Santé. Aide à mourir : Sébastien Lecornu va saisir le Conseil constitutionnel après le vote

Aide à mourir : Sébastien Lecornu saisit le Conseil constitutionnel après le vote

Face aux oppositions persistantes à la loi visant à instaurer un « droit à l’aide à mourir », notamment de la part des représentants de la droite, Sébastien Lecornu a annoncé qu’il saisirait le Conseil constitutionnel après l’adoption attendue par l’Assemblée nationale de cette réforme sociétale majeure. Le texte propose d’instaurer un droit à l’aide à mourir sous strictes conditions, similaire à des pratiques déjà en vigueur dans d’autres pays.

Dans un communiqué, Matignon a souligné que « des débats approfondis ont eu lieu à l’Assemblée nationale sur cette proposition », mais a reconnu que le débat au Sénat n’a pas permis un examen aussi complet. Les services du Premier ministre ont insisté sur la nécessité de garantir que l’application de la loi respecte pleinement les principes constitutionnels, en particulier la dignité humaine.

Le sénateur Les Républicains Francis Szpiner, opposé à la réforme, a qualifié cette saisine de « aveu » de la part de Lecornu, arguant que le texte serait « profondément déséquilibré » et « le plus permissif au monde ». La saisine a pour but de vérifier la constitutionnalité du texte, qui a connu de nombreuses péripéties parlementaires, avec quatre votes positifs à l’Assemblée et trois négatifs au Sénat, dominé par la droite et le centre.
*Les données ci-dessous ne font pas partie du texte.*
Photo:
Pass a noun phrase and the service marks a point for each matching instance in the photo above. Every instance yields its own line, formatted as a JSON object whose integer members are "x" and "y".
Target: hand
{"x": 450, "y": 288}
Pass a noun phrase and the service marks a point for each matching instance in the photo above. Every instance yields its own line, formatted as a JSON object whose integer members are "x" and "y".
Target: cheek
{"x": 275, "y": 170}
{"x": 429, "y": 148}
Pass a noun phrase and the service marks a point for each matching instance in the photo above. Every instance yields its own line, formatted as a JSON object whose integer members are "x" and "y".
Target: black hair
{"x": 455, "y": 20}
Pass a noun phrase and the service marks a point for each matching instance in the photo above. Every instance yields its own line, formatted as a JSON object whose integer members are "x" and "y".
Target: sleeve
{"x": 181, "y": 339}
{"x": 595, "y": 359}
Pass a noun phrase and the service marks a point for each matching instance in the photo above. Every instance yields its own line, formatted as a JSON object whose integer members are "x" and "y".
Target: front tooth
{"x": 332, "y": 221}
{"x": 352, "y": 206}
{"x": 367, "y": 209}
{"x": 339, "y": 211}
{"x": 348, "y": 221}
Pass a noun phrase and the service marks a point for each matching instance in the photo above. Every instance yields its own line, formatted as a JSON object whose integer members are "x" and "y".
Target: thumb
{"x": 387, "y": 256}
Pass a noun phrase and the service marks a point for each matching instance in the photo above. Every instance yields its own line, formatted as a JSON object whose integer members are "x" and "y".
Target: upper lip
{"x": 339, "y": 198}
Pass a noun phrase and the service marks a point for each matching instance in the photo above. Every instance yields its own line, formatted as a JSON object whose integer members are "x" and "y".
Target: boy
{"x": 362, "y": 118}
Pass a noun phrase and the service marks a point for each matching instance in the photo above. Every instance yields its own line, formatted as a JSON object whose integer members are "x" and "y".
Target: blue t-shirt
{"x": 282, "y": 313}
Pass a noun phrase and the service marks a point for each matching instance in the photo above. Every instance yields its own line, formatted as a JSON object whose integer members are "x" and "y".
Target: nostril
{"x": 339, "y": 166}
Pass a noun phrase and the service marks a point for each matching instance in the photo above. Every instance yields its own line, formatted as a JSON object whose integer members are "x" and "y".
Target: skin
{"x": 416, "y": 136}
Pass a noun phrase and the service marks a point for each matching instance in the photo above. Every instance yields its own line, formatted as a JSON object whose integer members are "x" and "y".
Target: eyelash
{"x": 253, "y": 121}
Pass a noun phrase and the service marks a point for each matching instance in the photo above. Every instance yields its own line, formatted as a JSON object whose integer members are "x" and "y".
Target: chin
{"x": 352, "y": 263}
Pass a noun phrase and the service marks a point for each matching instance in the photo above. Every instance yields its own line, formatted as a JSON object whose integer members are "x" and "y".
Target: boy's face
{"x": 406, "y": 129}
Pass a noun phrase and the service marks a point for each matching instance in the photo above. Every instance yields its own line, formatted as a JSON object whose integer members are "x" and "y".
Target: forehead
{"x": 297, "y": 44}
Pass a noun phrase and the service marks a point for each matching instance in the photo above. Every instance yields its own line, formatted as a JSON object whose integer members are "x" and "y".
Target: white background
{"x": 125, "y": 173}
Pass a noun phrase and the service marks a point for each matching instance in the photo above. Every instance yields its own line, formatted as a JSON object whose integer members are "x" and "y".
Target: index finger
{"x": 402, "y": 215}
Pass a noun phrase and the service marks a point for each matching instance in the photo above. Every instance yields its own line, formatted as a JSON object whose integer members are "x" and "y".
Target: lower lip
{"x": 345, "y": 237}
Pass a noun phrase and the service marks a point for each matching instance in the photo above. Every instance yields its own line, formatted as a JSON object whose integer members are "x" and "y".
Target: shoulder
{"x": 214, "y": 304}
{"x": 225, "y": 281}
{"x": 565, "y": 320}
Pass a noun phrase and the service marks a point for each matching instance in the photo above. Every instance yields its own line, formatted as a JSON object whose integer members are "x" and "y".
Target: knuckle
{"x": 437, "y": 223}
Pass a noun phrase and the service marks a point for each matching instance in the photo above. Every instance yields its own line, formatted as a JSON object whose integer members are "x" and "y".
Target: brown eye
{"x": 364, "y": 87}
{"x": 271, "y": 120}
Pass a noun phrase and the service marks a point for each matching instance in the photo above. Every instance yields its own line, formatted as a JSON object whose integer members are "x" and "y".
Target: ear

Le gouvernement a finalement décidé de donner le dernier mot à l’Assemblée, conformément à la Constitution.

Les trois premiers votes à l’Assemblée ont révélé une majorité fluctuante : 305 voix contre 199 en mai 2025 ; 299 contre 226 en février 2026 ; et 295 contre 232 en juin 2026. La gauche et les députés macronistes soutiennent majoritairement le texte, tandis que la droite et l’extrême droite s’y opposent, chaque groupe ayant laissé ses membres libres de voter sur ce sujet sensible.

Le délai de rétractation en question

La saisine de Sébastien Lecornu interrogera le Conseil constitutionnel sur le « respect, par la longueur du délai de rétractation (.) des principes de liberté personnelle et de dignité humaine ». Selon le texte, les malades auront un « délai de réflexion d’au moins deux jours » pour confirmer leur demande d’administration d’une substance létale, après que le médecin ait pris sa décision dans un délai de 15 jours. Ce délai est critiqué par les opposants au texte, jugé trop court.
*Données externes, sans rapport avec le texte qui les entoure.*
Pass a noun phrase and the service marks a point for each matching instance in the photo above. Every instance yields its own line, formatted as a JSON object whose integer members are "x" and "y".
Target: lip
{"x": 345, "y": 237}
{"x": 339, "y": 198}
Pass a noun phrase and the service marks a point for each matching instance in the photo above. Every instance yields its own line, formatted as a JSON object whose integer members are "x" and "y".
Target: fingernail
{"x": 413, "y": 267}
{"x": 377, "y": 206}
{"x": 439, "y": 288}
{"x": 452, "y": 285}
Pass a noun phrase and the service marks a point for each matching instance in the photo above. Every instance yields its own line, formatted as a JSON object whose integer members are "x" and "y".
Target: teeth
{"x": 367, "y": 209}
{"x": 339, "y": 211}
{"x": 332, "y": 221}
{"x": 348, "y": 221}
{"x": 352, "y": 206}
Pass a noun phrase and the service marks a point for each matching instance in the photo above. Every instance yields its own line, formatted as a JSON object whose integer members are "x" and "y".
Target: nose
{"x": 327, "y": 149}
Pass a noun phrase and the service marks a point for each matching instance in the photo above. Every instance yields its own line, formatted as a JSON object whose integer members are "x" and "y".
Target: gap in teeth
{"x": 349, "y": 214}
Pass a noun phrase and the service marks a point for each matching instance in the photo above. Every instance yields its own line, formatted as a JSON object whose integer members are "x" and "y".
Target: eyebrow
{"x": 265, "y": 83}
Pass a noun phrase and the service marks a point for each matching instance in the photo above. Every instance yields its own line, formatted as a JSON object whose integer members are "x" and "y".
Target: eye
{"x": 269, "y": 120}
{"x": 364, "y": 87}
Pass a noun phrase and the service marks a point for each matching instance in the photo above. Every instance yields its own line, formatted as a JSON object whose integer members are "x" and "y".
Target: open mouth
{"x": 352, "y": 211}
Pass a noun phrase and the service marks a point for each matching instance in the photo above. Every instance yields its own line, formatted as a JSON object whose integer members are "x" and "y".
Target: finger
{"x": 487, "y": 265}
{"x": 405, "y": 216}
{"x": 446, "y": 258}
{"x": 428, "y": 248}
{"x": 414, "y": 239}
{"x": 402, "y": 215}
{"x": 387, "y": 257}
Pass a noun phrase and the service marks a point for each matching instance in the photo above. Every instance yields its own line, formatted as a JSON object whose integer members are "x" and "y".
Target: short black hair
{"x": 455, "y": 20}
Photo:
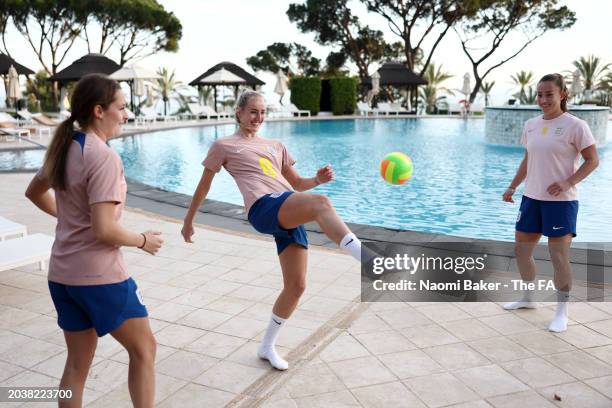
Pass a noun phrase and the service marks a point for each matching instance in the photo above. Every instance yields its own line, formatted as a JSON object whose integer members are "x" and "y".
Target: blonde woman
{"x": 274, "y": 198}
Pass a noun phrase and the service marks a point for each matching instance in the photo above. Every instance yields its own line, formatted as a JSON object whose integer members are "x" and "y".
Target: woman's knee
{"x": 296, "y": 289}
{"x": 322, "y": 203}
{"x": 79, "y": 364}
{"x": 522, "y": 250}
{"x": 144, "y": 350}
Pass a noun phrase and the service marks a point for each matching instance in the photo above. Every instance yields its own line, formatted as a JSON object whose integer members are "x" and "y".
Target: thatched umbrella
{"x": 14, "y": 91}
{"x": 398, "y": 75}
{"x": 243, "y": 78}
{"x": 281, "y": 84}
La saisine abordera également le respect de ces principes pour les majeurs protégés, en ce qui concerne leur capacité à exprimer un consentement éclairé, et le rôle des personnes légalement chargées de les protéger dans le cadre de la procédure. Enfin, elle portera sur la clause de conscience, permettant aux médecins et infirmiers de refuser de pratiquer l’aide à mourir, ainsi que sur l’existence d’établissements de santé qui accompagnent les malades en fin de vie sans recourir à cette aide.

Le président du Sénat, Gérard Larcher, a également indiqué son intention de saisir le Conseil constitutionnel sur ce sujet.